“I hate fashion. Fashion is about what is happening right now and I don't care for that… I wear whatever I want, and I think what I wear reflects how I feel that day and how I want to feel."
So says Patrick Wolf; the 25 year old South London kid with enough musical talent to rival the Philharmonic Orchestra. Born in 1983 as Patrick Denis Apps, the self-styled visionary began recording his dulcet tones aged just twelve, scooting out of home at 16 with an ability to play harp, guitar, piano, organ, accordion, ukulele, viola and violin.
‘Wolf’ as a stage name suggests a ‘primal savage’ (or an adolescent love for hit TV show Gladiators), reflecting his stubbornly wild nature and a determination to make it.
His voracious desire is similarly reflected in his aesthetic fervour; a possible reaction to the formal training of his music education. But Wolf refuses to become a slave to fashion.
Similarly reticent to be defined by sexuality, he eventually answered his critics with a vague claim: “My sexuality is kind of liberal. I fall in love with men and women. I guess you would call me bisexual. I like to have sex and fall in love – I don’t like giving terminology for my sexuality.”
Breaking onto the music scene with a thatch of red hair and looming height (he’s well over 6 ft), Wolf’s physique made quite a statement before he even opened his mouth.
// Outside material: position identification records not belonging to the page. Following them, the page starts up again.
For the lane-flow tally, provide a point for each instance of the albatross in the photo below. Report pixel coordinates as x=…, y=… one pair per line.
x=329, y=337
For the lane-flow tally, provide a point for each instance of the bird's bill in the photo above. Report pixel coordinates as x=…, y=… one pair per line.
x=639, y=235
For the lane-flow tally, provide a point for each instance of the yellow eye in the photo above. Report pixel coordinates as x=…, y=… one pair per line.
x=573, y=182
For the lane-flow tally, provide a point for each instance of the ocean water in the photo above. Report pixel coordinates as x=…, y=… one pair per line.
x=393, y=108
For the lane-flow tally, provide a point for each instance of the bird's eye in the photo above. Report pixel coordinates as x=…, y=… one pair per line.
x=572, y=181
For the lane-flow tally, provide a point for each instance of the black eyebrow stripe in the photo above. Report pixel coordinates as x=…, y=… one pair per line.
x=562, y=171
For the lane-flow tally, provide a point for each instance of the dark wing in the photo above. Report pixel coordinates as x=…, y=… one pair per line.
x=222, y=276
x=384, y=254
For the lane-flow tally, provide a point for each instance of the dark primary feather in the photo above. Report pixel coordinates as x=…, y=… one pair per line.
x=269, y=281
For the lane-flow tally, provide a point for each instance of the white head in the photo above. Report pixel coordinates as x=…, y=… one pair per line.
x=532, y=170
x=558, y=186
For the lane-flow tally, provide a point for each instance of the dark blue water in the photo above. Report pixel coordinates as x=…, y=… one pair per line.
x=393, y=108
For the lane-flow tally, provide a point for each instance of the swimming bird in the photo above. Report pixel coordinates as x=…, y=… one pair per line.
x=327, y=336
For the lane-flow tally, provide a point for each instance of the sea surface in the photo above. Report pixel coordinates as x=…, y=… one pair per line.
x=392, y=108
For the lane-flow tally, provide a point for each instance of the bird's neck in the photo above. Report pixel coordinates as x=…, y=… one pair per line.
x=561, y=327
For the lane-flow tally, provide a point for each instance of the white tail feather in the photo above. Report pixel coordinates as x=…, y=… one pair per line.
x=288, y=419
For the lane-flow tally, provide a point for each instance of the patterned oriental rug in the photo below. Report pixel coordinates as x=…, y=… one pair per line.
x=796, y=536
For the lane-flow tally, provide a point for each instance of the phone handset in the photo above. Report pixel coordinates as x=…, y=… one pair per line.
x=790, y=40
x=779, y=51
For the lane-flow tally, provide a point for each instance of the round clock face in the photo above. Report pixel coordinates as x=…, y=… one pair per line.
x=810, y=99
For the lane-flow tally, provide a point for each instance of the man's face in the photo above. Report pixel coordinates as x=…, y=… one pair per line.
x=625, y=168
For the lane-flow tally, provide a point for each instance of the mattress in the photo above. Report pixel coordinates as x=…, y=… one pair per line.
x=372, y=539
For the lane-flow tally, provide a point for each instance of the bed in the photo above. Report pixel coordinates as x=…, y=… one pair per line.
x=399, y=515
The cover of his 2007 album, The Magic Position, shows Wolf larking about on a carousel, dressed like an overgrown schoolboy. His look owes a lot to the theatricality of Bowie and the whimsical abandon of Kate Bush.
His gigging outfits combine checked shirts, shorts, braces, capes and sequined waistcoats; treating outfits like instrumental arrangements with insertions of random accessories just to throw you off or keep you guessing. His singular aesthetic found itself included in Mario Testino’s Burberry A/W O7/08 campaign, in which Patrick played model alongside other members of the British music scene and models of the moment.
Boy wonder has toned down his rainbow look in 2008: gone is the flame red hair and acid brights. The clothes have stayed as flamboyant, but his look has matured into a range of muted shades and a more natural hair vibe. That’s not to say Wolf has dulled - he still rocks a midriff skimming top with feather trousers (NME Awards 2008), but this new direction may hark a new maturity for our grown up cub.
God only he knows where his look will travel, but as he once claimed: "My life is like a big circle, a circle I've gone around about 10,000 times.”